A veteran of the Irish country showband circuit – now with a very good ‘straight’ job in marketing – Richardson realised he could put together a band to match the Eggs musically and immediately recruited fellow former Alpine Seven and Ian Whitcomb’s Bluesville members Ruan O’Lochlainn, Deke O’Brien and Mick Molloy from back home.
For the first few weeks, the new band didn’t have a name until O’Lochlainn’s wife, Jackie, suggested ‘Bees Make Honey’ early in 1972. Like their signature tune, the Bees were Red Hot.

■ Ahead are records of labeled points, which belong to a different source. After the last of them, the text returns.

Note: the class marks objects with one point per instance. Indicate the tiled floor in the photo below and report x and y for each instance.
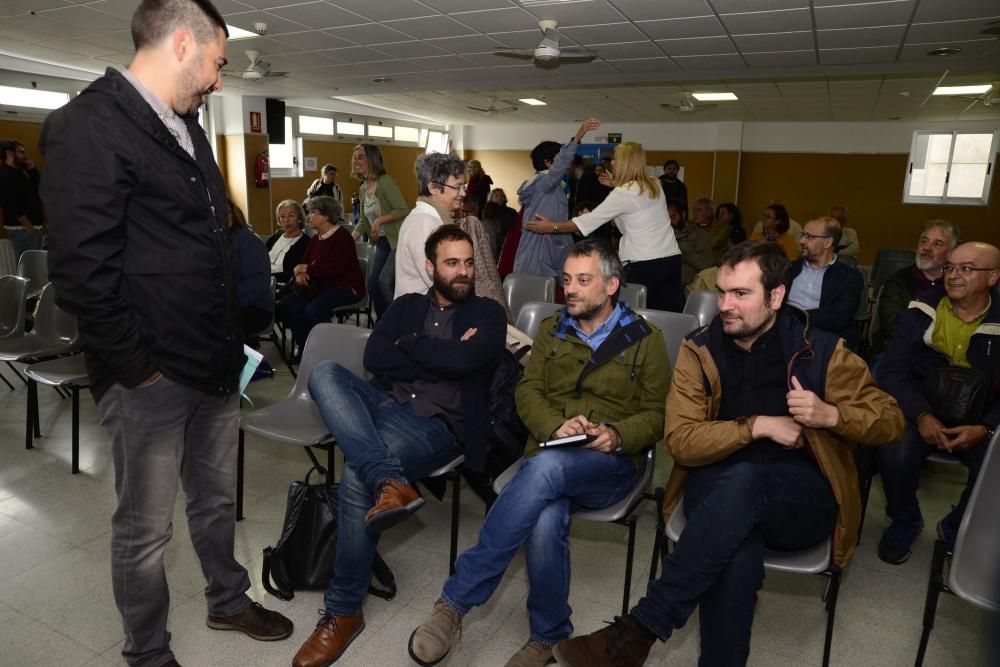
(56, 606)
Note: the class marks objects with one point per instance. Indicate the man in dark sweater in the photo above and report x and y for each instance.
(431, 356)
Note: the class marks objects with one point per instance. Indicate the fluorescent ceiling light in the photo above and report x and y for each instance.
(714, 97)
(962, 90)
(239, 33)
(32, 98)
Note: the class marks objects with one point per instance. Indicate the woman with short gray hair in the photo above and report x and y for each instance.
(441, 184)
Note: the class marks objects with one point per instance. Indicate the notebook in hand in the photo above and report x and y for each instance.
(569, 441)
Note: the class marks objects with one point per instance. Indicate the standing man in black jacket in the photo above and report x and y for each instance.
(432, 357)
(140, 255)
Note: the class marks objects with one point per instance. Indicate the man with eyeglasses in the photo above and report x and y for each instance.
(823, 287)
(954, 325)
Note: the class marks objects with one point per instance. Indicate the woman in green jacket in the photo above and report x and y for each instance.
(381, 212)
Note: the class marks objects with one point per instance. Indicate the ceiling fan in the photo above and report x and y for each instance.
(492, 109)
(688, 104)
(257, 69)
(548, 54)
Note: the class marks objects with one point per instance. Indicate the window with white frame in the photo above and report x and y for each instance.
(316, 125)
(950, 168)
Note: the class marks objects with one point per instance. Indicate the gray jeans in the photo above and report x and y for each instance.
(160, 433)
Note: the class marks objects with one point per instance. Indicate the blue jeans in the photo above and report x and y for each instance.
(382, 276)
(164, 435)
(734, 512)
(22, 241)
(302, 314)
(534, 510)
(381, 440)
(900, 464)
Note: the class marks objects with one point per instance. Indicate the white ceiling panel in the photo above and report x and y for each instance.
(645, 10)
(499, 20)
(697, 46)
(846, 38)
(871, 14)
(778, 41)
(787, 20)
(705, 26)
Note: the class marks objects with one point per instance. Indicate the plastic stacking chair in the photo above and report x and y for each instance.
(69, 372)
(363, 306)
(531, 315)
(622, 512)
(815, 560)
(887, 262)
(973, 575)
(520, 288)
(634, 294)
(703, 304)
(34, 266)
(296, 420)
(675, 326)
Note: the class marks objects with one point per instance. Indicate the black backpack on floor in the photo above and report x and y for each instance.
(303, 557)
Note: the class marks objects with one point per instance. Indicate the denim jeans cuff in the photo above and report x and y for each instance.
(454, 605)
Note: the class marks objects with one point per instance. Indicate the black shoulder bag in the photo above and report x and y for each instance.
(303, 557)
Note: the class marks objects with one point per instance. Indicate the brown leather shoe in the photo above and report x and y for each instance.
(332, 636)
(621, 644)
(255, 621)
(396, 501)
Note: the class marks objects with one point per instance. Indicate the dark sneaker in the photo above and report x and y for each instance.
(948, 528)
(254, 621)
(621, 644)
(897, 540)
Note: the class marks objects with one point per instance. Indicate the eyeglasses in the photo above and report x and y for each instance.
(962, 269)
(461, 188)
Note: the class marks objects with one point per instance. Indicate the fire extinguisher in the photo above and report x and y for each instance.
(262, 170)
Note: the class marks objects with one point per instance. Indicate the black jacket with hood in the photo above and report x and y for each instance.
(138, 249)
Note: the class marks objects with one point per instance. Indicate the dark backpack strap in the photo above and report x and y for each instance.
(279, 593)
(385, 577)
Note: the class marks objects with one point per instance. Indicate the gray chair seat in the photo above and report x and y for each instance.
(620, 512)
(64, 371)
(817, 559)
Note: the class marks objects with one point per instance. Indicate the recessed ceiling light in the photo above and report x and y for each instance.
(239, 33)
(962, 90)
(714, 97)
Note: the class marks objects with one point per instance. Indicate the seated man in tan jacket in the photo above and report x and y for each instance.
(758, 419)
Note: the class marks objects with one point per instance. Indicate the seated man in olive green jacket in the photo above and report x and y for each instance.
(596, 369)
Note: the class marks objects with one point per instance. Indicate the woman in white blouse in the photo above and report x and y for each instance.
(639, 210)
(288, 244)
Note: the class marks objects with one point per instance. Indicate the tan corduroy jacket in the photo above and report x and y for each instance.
(868, 416)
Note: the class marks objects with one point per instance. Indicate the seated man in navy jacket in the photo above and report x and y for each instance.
(432, 356)
(825, 288)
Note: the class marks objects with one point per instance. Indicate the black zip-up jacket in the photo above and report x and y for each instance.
(399, 351)
(138, 244)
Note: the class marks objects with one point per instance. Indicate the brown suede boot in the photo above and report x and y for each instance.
(621, 644)
(396, 501)
(332, 636)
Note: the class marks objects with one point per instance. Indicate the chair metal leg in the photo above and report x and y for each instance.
(29, 424)
(239, 477)
(630, 522)
(935, 584)
(831, 611)
(76, 429)
(455, 506)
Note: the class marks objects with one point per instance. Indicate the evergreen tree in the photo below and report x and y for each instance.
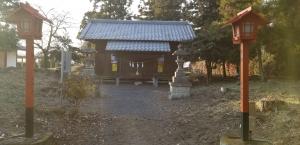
(161, 9)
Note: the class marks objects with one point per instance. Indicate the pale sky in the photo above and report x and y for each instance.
(76, 8)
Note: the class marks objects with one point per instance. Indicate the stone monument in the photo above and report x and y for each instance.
(180, 87)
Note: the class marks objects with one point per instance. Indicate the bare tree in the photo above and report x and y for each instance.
(60, 23)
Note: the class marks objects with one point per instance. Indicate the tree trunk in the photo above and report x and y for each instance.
(260, 65)
(224, 69)
(208, 70)
(46, 60)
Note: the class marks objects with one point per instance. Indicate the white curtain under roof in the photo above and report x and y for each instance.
(144, 46)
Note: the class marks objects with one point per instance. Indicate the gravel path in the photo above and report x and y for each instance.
(128, 108)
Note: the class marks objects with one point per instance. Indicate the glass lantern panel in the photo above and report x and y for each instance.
(236, 31)
(248, 28)
(25, 26)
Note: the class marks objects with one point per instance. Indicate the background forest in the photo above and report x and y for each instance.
(274, 54)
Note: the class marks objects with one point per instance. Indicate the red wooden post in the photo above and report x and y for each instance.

Applying all the crowd-pleasing techniques learned in the big barns of rural Ireland to the London pubs, they swung where others merely rocked.
Soon signed to EMI, their debut single – a 1950s-inflected knee trembler which slyly name-checked Charlie Gillett’s Sunday morning Honky Tonk radio show – was released in 1973. But neither it nor the album which followed (Music Every Night) provided the band with their ticket to the top, and it all began to fall apart.
Dropped by EMI, Richardson and Molloy kept the Bees going through various lineups right up until 1977 when they finally called it a day, squeezed out of the pubs by the new-look punk bands.
Drummer Bob “Cee” Benberg ended up in Supertramp.